Dr. Martin Luther King believed that we must see a sleeping hero in every soul. America must establish policies that summon those heroes and call forth the boundless potential of the human spirit.

So far, this is a spirit of outreach, of human connection, that Ryan has not articulated. But everything we see of Ryan indicates that it is a spirit fully consonant with everything he believes and with how he lives. And it is a spirit that a man of his superb political talents can communicate, not least because he can do so in all sincerity, with the perfect comfort of someone doing nothing other than being himself.

As for the ticket as a whole, it has yet to lay out a compelling vision -- a "picture, about how it's gonna be," to borrow a line from a treacly pop song -- that citizens can see, and aspire to, in their own minds' eyes. The vision doesn't need to be a gauzy, Reaganesque "shining city on a hill." The secret to Reagan's vision wasn't that he provided an image, but that he joined an image with substance. His subtext was that in a time of malaise, he wanted to let Americans be Americans again, rather than the "wee, sleekin, cowrin, tim'rous, beasties" (with apologies to Robert Burns) into which Jimmy Carter and the Soviets threatened to turn us.

The vision does, however, need to be almost palpable, and it needs to match the Romney-Ryan ticket's strengths. Romney and Ryan clearly are problem solvers, guys who are competent and knowledgeable, and guys who believe that the American character is that of a people who still believe they can achieve their goals if only others, or government, wouldn't get in their way.
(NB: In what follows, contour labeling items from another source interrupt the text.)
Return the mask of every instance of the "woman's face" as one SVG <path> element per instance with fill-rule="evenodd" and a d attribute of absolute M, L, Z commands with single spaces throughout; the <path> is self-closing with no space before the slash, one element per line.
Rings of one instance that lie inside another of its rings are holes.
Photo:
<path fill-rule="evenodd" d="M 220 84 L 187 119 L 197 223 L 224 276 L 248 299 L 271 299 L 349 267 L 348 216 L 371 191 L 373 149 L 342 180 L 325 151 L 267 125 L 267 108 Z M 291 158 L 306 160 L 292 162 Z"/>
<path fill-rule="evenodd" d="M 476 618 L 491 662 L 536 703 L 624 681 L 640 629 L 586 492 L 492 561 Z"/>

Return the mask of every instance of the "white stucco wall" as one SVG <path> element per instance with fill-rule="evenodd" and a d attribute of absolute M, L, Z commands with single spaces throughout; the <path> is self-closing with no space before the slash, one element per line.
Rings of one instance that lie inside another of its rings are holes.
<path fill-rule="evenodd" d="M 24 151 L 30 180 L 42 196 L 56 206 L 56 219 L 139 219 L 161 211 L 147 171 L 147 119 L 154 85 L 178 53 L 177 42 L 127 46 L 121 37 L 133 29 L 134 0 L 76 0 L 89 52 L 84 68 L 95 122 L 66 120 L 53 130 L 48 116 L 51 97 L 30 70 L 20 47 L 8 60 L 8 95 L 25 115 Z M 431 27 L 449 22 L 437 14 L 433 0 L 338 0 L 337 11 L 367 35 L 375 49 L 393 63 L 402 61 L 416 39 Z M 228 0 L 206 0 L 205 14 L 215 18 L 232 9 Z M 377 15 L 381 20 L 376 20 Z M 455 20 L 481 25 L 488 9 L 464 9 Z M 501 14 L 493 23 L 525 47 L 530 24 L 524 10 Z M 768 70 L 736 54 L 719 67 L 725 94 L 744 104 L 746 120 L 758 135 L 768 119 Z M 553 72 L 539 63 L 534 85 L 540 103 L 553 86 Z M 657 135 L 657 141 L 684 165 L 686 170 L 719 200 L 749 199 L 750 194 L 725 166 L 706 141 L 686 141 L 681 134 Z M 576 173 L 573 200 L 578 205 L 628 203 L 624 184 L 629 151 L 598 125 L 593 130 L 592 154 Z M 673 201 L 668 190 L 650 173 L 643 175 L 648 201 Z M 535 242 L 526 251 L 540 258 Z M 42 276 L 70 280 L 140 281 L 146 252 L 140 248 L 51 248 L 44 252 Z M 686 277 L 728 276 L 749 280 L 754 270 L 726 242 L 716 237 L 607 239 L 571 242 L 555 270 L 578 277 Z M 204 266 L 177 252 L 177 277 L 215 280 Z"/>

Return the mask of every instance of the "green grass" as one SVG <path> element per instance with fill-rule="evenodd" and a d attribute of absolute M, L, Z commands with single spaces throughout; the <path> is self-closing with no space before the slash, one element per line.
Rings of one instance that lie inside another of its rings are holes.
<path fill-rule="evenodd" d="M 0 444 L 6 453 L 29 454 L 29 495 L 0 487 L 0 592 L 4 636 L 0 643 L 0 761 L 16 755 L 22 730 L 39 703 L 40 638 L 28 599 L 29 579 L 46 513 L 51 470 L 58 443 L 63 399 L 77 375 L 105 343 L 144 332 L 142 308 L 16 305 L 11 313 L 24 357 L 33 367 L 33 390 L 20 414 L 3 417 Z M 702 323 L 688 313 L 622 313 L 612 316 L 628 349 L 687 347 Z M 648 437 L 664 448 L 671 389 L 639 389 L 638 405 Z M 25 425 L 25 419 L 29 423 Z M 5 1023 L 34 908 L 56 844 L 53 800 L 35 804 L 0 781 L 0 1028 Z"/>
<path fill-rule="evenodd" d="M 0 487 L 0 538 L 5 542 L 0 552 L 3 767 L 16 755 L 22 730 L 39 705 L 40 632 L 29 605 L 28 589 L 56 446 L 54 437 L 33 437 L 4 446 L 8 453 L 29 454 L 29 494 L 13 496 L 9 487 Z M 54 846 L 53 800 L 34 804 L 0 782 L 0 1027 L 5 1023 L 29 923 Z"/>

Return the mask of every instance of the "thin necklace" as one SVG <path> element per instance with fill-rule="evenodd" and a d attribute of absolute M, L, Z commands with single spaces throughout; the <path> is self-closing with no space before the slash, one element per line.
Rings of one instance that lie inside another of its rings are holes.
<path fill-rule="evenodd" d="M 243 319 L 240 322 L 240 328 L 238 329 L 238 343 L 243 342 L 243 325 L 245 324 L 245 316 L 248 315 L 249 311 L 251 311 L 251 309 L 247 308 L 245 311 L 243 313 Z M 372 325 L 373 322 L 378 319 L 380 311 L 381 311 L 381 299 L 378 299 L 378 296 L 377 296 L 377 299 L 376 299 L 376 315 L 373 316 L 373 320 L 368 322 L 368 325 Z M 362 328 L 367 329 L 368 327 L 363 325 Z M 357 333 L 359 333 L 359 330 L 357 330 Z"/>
Fortunately, Arthur Brooks of the American Enterprise Institute already has identified and outlined exactly the sort of message that melds the Romney-Ryan strengths with the Kempian opportunity society in whose soil Ryan's roots are so deeply embedded. The key, says Brooks, is "earned success." The pursuit of happiness is achieved is rewarded, Brooks said, not with manna from heaven, but through the knowledge that one has accomplished success and has the chance to accomplish more.

As Reagan used straightforward language to connect the dots between his policy prescriptions and his vision of bright and noble city, so too should the Republican ticket explain that giving future senior citizens a choice, just as they have a choice for prescription drug programs, will give them a better system while saving Medicare for the future. Getting government out of the game of subsidizing piggy banks such as Fannie Mae and Freddie Mac, as Ryan bravely tried to do more than a decade ago and still would do today, would leave both taxpayers and homeowners less at the mercy of profiteers and bad lending practices. Promoting competitive best practices in the private sector, as Romney did with Staples, creates far more jobs than following the red-tape-strewn dictates of government planners.

The Obama administration has acted as a wet blanket on private enterprise; a Romney administration should be portrayed as one that won't get in the way of earned success, but that will act with a firm belief, as Kemp said, that there is a "sleeping hero in every soul."

Done right, this is the sort of campaign that, against a bad economy and a failed administration, can turn a tight-as-Lycra election into something that approaches a Republican romp.